Paris Vistas

CHAPTER XIII

Chapter 132,292 wordsPublic domain

WALKS AT NIGHTFALL

The Prince whom Tartarin met in Africa had lived a long time in Tarascon, and knew remarkably well one side of the town. He knew nothing of the other side. This puzzled Tartarin until he found out that his noble friend's residence in Tartarin's native town was a compulsory one. The Prince had ample time to study a certain aspect of Tarascon in detail from the little window of his penitentiary cell. We do not all have the privilege of devoting ourselves, as the Prince did, to a minute study of just one view from just one vantage-point. And yet, in certain things we share the Prince's experience. We become accustomed to a definite aspect of the things we see to the exclusion of other aspects. Thus it is that I know many parts of Paris familiarly as they appear at nightfall. I could go to these quarters at other times, but I never have. I fear the breaking of the spell. I fear disillusion. And if you want to follow me in Paris walks through this chapter, plan your strolls from five to seven during the winter months.

It began this way. In the Bibliothèque Nationale, as in the Paris of parks and gardens, the closing hour follows the sun. The Bibliothèque has no lights. It turns you out at four, half-past four, five or six according to the season. During the months of longer days, we stayed until the last bell. In the winter we were put out before the afternoon was over. One did not feel like making for home immediately. It was too late to go far afield. We started in to explore Paris in a widening circle from the Rue de Richelieu. My husband had covered much of this ground in summer months with the Scholar from Oxford. When the light held out until late, they had time to visit old Paris with the books of Georges Cain for guides. In the winter months Herbert took me over this ground again. But I saw it all at nightfall or after dark.

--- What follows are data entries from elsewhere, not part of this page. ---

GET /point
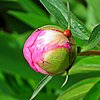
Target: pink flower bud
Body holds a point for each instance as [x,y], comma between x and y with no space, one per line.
[47,50]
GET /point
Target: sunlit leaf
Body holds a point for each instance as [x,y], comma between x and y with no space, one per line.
[93,93]
[93,40]
[77,91]
[58,9]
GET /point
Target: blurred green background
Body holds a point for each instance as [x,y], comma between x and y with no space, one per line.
[18,19]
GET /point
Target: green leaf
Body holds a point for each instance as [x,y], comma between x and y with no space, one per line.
[31,19]
[95,5]
[6,97]
[93,93]
[77,91]
[94,39]
[58,9]
[12,60]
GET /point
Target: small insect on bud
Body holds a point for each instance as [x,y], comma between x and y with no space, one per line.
[67,33]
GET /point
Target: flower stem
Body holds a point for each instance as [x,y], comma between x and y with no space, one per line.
[69,21]
[41,84]
[90,53]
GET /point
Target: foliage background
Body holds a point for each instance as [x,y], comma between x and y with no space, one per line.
[18,19]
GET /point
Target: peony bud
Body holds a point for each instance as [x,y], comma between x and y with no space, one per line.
[49,51]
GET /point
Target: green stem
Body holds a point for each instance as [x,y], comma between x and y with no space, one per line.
[68,9]
[41,84]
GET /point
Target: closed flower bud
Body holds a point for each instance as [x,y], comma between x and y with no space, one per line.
[49,51]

It was a wonderful discovery, to combine exercise with interesting sight-seeing at the end of the day. The habit of walks through city streets, thus formed, has been persisted in through many busy years. I recommend it, even to tourists. Use your precious days for churches and museums and palaces. After they are closed, walk for an hour or two each night. You will find diversity, and, like Horatio, things you never dreamed of. And no matter how long you live in Paris, there is always something new to explore and something equally new when you follow beaten tracks.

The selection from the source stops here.